You can also find her here.

Twitter: @brittlesser  Instagram: @larsenlivlyhood

January Favorite Things

Hooray! I can put up my new calendar today! Never mind that I ordered it in November when Shutterfly was offering a deal for free ones. I love turning the page on a calendar and I like New Year’s Day. While I struggle with changes outside of my control, a new year feels fresh, hopeful, and promising. I get to start over on my attempt to read 20,000 pages in a year and I can dabble in my resolutions like writing a draft of that book inside my head and learning to play the ukulele that I was gifted for Christmas. If you know anyone who teaches this beautiful instrument let me know – so far I’ve got one chord under my belt.

Here are some of my other favorite things this month. Happy New Year! May 2018 bring beautiful things your way.

1. The Little Paris Bookshop: A Novel by Nina George

I read this book over the holidays. Compassionate to grief and a clever application of how books soothe the soul. I highly recommend it to anyone who delights in the power of story.

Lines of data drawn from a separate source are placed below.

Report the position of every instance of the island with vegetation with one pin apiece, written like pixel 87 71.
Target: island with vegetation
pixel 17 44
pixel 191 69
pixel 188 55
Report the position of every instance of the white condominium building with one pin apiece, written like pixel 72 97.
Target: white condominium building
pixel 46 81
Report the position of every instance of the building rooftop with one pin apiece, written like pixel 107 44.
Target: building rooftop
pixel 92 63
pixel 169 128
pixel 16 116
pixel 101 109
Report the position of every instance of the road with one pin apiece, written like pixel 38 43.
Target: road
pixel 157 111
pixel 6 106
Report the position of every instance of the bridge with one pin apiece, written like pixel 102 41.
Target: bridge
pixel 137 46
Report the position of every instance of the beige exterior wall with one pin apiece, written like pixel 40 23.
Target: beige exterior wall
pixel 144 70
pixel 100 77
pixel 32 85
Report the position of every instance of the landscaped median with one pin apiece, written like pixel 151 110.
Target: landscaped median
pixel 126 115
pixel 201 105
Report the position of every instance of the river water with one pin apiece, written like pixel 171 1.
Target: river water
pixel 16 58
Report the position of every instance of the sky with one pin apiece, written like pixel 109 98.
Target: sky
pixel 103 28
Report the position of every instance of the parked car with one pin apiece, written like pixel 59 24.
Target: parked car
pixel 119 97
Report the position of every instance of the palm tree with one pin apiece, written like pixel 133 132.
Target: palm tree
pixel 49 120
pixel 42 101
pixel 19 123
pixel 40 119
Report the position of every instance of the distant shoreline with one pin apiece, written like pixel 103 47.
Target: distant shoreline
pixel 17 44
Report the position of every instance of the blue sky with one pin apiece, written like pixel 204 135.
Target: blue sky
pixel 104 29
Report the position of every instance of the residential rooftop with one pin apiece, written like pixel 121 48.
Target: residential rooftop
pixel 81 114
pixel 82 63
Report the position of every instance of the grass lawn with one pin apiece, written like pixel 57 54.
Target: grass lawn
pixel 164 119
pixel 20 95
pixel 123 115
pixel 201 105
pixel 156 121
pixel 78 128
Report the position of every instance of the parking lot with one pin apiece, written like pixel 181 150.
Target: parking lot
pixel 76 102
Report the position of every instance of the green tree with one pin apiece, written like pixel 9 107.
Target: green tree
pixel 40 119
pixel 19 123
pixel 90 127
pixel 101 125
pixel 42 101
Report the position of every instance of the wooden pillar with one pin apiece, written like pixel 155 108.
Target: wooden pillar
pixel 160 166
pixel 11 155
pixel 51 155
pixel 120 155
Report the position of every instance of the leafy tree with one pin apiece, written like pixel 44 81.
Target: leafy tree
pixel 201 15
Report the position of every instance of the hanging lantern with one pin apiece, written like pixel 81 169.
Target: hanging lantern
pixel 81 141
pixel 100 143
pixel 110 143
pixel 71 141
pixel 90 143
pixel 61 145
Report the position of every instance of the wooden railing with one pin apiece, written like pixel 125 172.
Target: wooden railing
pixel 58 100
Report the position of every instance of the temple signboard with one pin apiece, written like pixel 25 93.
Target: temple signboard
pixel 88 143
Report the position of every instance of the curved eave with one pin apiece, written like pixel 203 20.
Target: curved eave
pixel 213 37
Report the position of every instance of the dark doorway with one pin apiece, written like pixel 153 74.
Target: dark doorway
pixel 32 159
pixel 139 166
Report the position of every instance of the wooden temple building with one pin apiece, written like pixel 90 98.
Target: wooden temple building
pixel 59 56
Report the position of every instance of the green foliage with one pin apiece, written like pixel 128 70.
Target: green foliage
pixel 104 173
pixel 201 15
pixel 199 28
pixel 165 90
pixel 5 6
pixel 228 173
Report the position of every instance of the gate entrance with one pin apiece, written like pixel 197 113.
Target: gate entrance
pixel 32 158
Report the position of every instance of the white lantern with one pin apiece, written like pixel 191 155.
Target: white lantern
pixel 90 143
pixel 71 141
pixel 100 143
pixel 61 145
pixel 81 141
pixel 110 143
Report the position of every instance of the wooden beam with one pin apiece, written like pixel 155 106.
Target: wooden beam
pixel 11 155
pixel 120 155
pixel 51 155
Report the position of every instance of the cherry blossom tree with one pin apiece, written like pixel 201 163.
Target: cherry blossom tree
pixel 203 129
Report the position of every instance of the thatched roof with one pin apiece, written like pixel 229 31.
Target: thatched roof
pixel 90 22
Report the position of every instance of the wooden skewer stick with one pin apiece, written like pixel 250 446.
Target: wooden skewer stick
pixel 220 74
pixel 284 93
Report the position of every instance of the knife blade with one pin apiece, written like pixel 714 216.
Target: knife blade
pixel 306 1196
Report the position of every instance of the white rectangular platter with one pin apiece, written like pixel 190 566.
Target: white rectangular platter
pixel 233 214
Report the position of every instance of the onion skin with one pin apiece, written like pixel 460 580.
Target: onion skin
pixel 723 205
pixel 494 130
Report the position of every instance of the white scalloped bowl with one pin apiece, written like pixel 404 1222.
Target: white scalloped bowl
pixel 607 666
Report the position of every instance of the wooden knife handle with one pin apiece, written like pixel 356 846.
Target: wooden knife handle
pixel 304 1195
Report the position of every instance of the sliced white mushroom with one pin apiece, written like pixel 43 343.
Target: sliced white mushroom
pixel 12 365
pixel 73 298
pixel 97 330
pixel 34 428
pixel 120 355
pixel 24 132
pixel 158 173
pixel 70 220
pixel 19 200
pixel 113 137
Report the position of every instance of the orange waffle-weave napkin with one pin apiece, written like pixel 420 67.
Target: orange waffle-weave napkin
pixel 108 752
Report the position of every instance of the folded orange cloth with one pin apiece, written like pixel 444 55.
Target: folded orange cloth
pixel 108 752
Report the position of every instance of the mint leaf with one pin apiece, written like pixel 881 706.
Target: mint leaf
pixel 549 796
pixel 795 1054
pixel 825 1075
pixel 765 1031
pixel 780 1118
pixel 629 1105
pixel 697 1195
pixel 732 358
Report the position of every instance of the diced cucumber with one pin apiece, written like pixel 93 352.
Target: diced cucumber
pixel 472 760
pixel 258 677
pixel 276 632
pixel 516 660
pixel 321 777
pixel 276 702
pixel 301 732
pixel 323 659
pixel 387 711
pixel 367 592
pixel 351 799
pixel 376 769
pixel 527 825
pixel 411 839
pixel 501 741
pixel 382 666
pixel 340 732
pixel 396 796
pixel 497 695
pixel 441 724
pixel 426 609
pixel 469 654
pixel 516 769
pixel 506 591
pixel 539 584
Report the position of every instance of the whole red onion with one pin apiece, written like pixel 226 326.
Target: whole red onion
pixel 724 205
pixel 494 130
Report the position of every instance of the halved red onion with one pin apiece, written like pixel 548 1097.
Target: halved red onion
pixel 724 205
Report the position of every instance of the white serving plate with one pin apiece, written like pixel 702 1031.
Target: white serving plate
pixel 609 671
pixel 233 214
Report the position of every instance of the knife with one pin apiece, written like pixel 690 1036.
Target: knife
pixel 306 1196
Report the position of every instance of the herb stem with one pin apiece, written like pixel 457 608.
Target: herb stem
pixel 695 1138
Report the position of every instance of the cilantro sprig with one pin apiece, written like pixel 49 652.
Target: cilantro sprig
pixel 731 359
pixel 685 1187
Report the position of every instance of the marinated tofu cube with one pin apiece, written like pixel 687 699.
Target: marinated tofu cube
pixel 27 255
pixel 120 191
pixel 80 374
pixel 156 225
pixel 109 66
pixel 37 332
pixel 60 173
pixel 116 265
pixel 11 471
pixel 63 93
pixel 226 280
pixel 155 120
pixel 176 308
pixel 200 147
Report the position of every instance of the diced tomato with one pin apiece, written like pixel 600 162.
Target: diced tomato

2. PG tips Premium Black Tea

I’m turning over a new leaf and trying to cut my vanilla latte habit. This is going to be hard – maybe you can help hold me accountable. I’m switching to tea instead. I’ve been told this is the best there is. Hoping this turns into a new favorite thing.

3. Happy Birthday to Me

My birthday is coming up! I like having a birthday that closely follows Christmas. It gives me something to look forward to after the post-holiday let down. Not sure how I’ll celebrate, but I rest in gratitude for another year around the sun.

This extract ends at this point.